Changes to FIRPTA Withholding Requirements Commence

by Michael A. Furshman, Esq.
February 11, 2016

The Foreign Investor in Real Property Tax Act (“FIRPTA”) plays an important role in the amount of taxes that must be withheld and paid to the IRS when a foreign investor sells its property. On December 18, 2015, President Obama signed the Protecting Americans from Tax Hikes Act of 2015 (“PATH Act”) which amended some of the FIRPTA withholding provisions.

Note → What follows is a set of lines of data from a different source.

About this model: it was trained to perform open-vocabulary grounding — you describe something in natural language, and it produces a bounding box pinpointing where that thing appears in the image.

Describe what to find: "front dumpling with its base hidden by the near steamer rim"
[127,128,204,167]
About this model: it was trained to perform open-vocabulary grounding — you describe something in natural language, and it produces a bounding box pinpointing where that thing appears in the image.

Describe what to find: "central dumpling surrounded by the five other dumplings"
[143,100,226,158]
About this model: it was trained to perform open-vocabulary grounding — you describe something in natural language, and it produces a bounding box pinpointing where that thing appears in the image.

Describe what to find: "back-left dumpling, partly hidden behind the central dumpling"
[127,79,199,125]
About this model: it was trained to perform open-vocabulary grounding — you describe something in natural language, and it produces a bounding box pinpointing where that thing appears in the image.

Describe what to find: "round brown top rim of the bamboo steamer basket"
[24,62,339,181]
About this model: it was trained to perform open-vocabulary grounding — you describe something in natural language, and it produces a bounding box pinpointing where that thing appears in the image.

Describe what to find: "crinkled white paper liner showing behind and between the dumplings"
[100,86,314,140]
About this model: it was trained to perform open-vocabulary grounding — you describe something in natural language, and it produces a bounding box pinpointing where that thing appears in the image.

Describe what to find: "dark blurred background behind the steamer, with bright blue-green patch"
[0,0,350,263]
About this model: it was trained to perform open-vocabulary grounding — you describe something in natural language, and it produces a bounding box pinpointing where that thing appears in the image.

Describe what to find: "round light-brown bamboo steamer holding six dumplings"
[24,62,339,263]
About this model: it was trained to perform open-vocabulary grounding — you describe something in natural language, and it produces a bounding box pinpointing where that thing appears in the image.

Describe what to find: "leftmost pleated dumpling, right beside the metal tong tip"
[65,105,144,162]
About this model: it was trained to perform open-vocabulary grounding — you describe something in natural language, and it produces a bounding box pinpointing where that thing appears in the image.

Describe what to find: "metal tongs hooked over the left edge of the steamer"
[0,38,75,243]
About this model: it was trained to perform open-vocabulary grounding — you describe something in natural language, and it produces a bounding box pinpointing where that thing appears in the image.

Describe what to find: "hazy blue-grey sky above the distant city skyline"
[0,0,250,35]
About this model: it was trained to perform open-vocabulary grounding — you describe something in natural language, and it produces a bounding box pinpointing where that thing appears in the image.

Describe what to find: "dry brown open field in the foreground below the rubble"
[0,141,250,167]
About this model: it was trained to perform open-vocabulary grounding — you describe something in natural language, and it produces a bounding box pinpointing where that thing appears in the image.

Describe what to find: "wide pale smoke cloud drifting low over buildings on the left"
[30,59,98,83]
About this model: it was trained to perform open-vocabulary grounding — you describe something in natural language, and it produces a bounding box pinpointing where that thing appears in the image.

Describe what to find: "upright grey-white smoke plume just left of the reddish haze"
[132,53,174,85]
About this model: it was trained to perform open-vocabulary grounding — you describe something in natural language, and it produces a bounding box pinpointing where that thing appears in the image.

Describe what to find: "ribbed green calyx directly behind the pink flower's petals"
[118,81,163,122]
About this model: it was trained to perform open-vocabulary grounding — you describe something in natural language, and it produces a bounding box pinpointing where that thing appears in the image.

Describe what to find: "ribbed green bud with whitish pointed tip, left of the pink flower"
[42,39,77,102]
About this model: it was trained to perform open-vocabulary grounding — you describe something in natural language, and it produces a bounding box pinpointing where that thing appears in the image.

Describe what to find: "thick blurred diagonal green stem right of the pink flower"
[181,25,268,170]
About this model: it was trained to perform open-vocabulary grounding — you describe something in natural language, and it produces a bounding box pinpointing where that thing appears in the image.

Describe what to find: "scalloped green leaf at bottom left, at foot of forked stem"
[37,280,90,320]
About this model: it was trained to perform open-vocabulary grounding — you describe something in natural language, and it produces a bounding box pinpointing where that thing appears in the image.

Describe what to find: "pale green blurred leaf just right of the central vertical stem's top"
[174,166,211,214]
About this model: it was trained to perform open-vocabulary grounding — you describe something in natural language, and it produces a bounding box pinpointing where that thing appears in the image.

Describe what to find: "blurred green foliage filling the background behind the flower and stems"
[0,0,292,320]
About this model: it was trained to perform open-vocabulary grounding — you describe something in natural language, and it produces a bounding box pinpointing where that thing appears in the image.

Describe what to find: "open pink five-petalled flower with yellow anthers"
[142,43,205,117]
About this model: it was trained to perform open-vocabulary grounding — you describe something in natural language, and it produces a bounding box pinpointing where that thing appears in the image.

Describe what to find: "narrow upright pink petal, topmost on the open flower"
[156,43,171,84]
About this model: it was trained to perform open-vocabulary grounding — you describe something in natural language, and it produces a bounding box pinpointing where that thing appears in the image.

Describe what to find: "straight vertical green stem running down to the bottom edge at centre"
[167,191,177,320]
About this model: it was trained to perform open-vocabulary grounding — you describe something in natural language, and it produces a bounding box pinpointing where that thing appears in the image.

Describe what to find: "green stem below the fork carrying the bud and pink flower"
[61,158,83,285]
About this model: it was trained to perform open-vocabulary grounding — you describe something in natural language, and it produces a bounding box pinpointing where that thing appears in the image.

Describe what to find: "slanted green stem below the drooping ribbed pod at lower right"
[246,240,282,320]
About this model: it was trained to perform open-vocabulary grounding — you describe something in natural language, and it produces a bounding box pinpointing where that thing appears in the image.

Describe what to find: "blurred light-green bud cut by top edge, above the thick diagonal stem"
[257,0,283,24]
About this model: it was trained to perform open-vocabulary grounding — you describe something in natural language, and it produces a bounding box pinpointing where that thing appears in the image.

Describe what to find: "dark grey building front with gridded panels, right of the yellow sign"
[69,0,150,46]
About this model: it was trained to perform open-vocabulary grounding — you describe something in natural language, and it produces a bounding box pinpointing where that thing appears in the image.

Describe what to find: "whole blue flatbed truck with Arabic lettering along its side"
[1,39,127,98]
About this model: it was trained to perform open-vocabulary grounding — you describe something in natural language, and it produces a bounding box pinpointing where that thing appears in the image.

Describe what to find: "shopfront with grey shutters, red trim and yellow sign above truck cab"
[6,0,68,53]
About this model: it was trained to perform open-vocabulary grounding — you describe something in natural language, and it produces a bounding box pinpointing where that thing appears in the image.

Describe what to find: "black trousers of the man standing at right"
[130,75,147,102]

The following is a summary of some of these amendments:

  1. Increase from 10% to 15%: Unless an exemption or reduced rate applies, the withholding amount has been increased from ten percent (10%) to fifteen percent (15%) of the sales price.
  2. Personal Residence Exemption: If both of the following conditions are met: a. the buyer is purchasing property that will be used as the buyer’s residence, and b. the sales price is $300,000 or less, then the buyer may elect to waive withholding under Section 1445(b)(5) of the Tax Code. This exemption and the requirements for such exemption are as they were prior to the enactment of the PATH Act.
  3. Reduced Rate of Withholding: If both of the following conditions are met: a. the buyer is acquiring property that will be used as the buyer’s residence, and b. the sales price is greater than $300,000, but not more than $1,000,000, then the buyer may elect to withhold a reduced withholding amount equal to ten percent (10%) of the sales price rather than the unreduced rate of fifteen percent (15%).

When dealing with a seller that is a foreign investor, it is important for the buyer to know that it is the buyer’s responsibility – not the foreign seller – to pay the correct amount of withholding to the IRS.